Brugge ranks #93,963 in the 2020 Census surname tables and is classified on this site as "Very Rare." The Census recorded the name at a frequency of 0.07 per 100,000 residents, which is about 0 people out of every 100,000.
The raw 2020 Census file counted 209 people with the surname Brugge. That is different from the site's living-bearer estimate (240), which projects the surname's present-day count by applying the Census frequency rate to the current U.S. population.
It is the Census Bureau's normalized frequency measure. A rate of 0.07 per 100,000 means that if you picked a random group of 100,000 U.S. residents, you would expect about 0 of them to have the surname Brugge.
Between 2010 and 2020, the surname Brugge went from 247 recorded bearers to 209. That is a decrease of 38 (-15.4%). In the national ranking it fell from #77,522 to #93,963.

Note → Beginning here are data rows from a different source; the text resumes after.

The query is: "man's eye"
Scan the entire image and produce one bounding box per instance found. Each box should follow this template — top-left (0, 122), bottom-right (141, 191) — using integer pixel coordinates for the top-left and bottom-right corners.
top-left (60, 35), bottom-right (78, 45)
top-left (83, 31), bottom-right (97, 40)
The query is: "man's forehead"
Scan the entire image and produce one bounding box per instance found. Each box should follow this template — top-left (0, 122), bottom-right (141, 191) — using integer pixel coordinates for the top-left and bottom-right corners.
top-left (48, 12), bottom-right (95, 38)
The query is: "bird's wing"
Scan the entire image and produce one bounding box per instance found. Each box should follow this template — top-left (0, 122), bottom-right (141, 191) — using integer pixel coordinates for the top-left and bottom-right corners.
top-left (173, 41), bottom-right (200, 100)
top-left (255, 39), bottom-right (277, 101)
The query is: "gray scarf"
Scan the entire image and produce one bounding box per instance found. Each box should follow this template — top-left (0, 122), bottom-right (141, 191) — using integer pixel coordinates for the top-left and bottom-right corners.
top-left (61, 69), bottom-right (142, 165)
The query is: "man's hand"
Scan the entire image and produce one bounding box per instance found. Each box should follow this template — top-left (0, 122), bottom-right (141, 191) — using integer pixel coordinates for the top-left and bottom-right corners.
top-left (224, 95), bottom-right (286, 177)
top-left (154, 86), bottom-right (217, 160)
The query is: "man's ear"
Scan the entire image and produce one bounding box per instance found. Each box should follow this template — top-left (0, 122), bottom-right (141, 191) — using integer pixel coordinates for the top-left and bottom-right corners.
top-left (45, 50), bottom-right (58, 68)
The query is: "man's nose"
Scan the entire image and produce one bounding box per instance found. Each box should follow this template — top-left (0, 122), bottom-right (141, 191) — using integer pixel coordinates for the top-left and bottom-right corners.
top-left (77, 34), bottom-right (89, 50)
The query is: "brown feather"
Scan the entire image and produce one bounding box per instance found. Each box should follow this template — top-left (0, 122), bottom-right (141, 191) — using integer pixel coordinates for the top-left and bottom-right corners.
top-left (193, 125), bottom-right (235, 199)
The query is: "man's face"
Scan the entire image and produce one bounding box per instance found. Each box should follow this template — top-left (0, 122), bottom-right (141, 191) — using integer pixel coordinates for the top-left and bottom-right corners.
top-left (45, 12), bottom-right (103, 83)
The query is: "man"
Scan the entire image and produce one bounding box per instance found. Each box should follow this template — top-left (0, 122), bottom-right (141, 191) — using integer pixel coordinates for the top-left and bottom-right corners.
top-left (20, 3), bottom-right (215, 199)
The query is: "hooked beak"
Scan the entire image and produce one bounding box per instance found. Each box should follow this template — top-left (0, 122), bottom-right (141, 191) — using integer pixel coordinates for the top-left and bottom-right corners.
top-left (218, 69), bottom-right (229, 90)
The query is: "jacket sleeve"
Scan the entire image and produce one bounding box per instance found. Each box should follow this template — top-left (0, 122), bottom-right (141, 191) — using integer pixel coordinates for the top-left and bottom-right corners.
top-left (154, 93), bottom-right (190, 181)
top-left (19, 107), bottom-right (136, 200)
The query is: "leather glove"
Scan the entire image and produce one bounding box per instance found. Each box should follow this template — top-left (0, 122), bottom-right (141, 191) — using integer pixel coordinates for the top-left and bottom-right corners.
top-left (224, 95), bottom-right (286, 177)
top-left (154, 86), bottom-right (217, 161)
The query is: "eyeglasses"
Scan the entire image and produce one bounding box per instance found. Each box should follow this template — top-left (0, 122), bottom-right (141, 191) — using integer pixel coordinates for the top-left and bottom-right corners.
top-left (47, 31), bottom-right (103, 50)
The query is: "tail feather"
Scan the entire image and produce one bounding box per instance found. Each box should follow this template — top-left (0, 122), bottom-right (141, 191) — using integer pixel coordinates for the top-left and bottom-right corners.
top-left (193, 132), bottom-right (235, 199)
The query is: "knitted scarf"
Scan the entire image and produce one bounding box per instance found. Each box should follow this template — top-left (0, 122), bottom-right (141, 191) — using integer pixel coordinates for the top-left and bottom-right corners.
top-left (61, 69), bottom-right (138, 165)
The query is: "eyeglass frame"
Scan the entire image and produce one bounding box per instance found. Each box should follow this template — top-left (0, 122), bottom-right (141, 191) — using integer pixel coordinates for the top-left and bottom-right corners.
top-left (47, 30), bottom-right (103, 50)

Among Census respondents with the surname Brugge, the largest self-reported group is White at 89.5%. The next largest groups are Hispanic (5.7%) and Two or More Races (3.3%). These figures come from the 2020 Census Bureau surname tables, based on how respondents described their own race and ethnicity.
White is the largest self-reported group for the surname Brugge in the 2020 Census, accounting for 89.5% (187 people in the source table).
Brugge appears across multiple self-reported groups in the Census data. The largest shares in the 2020 file are White (89.5%), Hispanic (5.7%), Two or More Races (3.3%). For 2020, the source file also published raw headcounts for each group, which is why this page can show both percentages and counts in the ancestry section.
Yes. This page is using the latest surname file currently loaded on Name Census, which is 2020. The historical section above also keeps any older Census surname entries we have for Brugge (2000, 2010, 2020).
No. The Census Bureau only publishes surnames that appeared at least 100 times in a given decennial Census. That means very rare surnames are excluded entirely, and a surname can appear in one Census release but disappear from a later one if it falls below the reporting threshold.
There are two main reasons: rounding and suppression. The Census Bureau rounds published values, and it may suppress very small cells to protect privacy. For 2020, the Bureau also published raw group counts rather than direct percentages, so Name Census converts those counts back into shares for comparability across census years.
A Germanic surname referring to someone from the town of Bruges in Belgium. The fuller origin note on this page goes into more detail.
All surname statistics on Name Census are drawn from the US Census Bureau's decennial surname frequency tables. These files list every surname that appeared 100 or more times in the 2020 Census, along with a count, a per-100,000 rate, and a self-reported demographic breakdown. You can read the full explanation on our methodology page.
For surnames, Name Census does not age cohorts the way it does for first names. Instead, it takes the Census Bureau's published frequency for Brugge (0.07 per 100,000) and applies that rate to the current U.S. resident population to estimate how many living Americans have the surname today.
For a faster, more casual read, check HowManyOfMe.org — our sister site built around that single question.